Methods and Results. A set of 86 patients (55 M/31 F) was followed for a period at least one year (median 3 years).
These patients were randomly assigned to combination of pravastatin 20 mg + fenofibrate 200mg (n=46) (group A),
or simvastatin 20 mg + ciprofibrate 100 mg (n=40) (group B). We have observed significant reduction in plasma TC
(22 % in group A, 20 % in group B), in LDL-C (36 %, resp. 33 %), reduction of TG (44 %, resp. 46 %), apo-B (35 %,
resp. 33 %) whilst HDL-C significantly increased (18 %, resp. 16 %).
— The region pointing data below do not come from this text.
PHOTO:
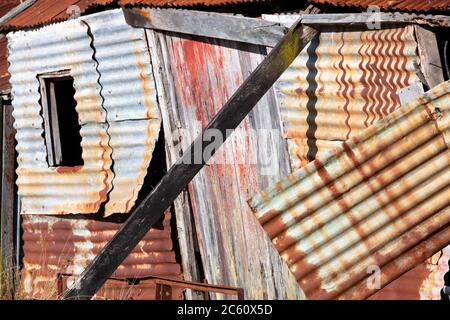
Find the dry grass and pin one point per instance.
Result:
(10, 283)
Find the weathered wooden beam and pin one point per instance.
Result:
(184, 170)
(430, 59)
(207, 24)
(7, 180)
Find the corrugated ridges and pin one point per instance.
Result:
(117, 107)
(381, 199)
(55, 245)
(129, 93)
(44, 190)
(408, 5)
(343, 82)
(50, 11)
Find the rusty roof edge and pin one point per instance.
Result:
(16, 10)
(362, 18)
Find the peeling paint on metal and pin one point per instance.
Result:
(343, 82)
(380, 199)
(205, 72)
(57, 245)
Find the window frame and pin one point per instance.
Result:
(50, 114)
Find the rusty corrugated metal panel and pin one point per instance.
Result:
(380, 199)
(409, 5)
(343, 82)
(47, 11)
(56, 245)
(423, 282)
(129, 93)
(4, 74)
(205, 72)
(45, 190)
(116, 100)
(5, 7)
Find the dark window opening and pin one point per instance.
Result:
(61, 126)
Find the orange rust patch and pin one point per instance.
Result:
(69, 169)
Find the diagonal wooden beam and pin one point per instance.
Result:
(183, 171)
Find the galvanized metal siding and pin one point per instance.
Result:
(380, 199)
(235, 251)
(117, 107)
(56, 245)
(128, 90)
(45, 190)
(342, 83)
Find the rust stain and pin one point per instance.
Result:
(57, 245)
(350, 81)
(376, 200)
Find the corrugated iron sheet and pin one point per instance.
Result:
(117, 107)
(128, 90)
(56, 245)
(5, 7)
(204, 73)
(409, 5)
(424, 282)
(45, 190)
(4, 74)
(380, 199)
(47, 11)
(343, 82)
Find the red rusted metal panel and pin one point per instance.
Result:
(409, 5)
(424, 282)
(46, 11)
(5, 7)
(55, 246)
(381, 199)
(205, 72)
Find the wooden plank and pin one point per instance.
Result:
(8, 188)
(430, 60)
(166, 96)
(184, 170)
(207, 24)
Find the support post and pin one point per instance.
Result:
(185, 169)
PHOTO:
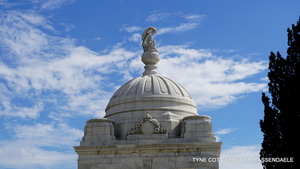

Concomitantly we have seen significant
decreases in uricaemia (14 %, resp. 18 %). No patient needed to stop treatment due to abnormalities in liver function
tests. Levels of creatinkinase became non-significantly elevated (by 16%, resp. 13%).No patient exhibitedmyopathy
Conclusions. The long-term combined therapy with statin-fibrate (pravastatin 20 mg + fenofibrate 200 mg, or
simvastatin 20 mg + ciprofibrate 100 mg) in severe mixed HLP was safe and effectively improved plasma lipid and
apolipoprotein levels. Both combinations seemed to be similarly efficient and safe.
combination hypolipidemic therapy, statins, fibrates, mixed hyperlipoproteinemia.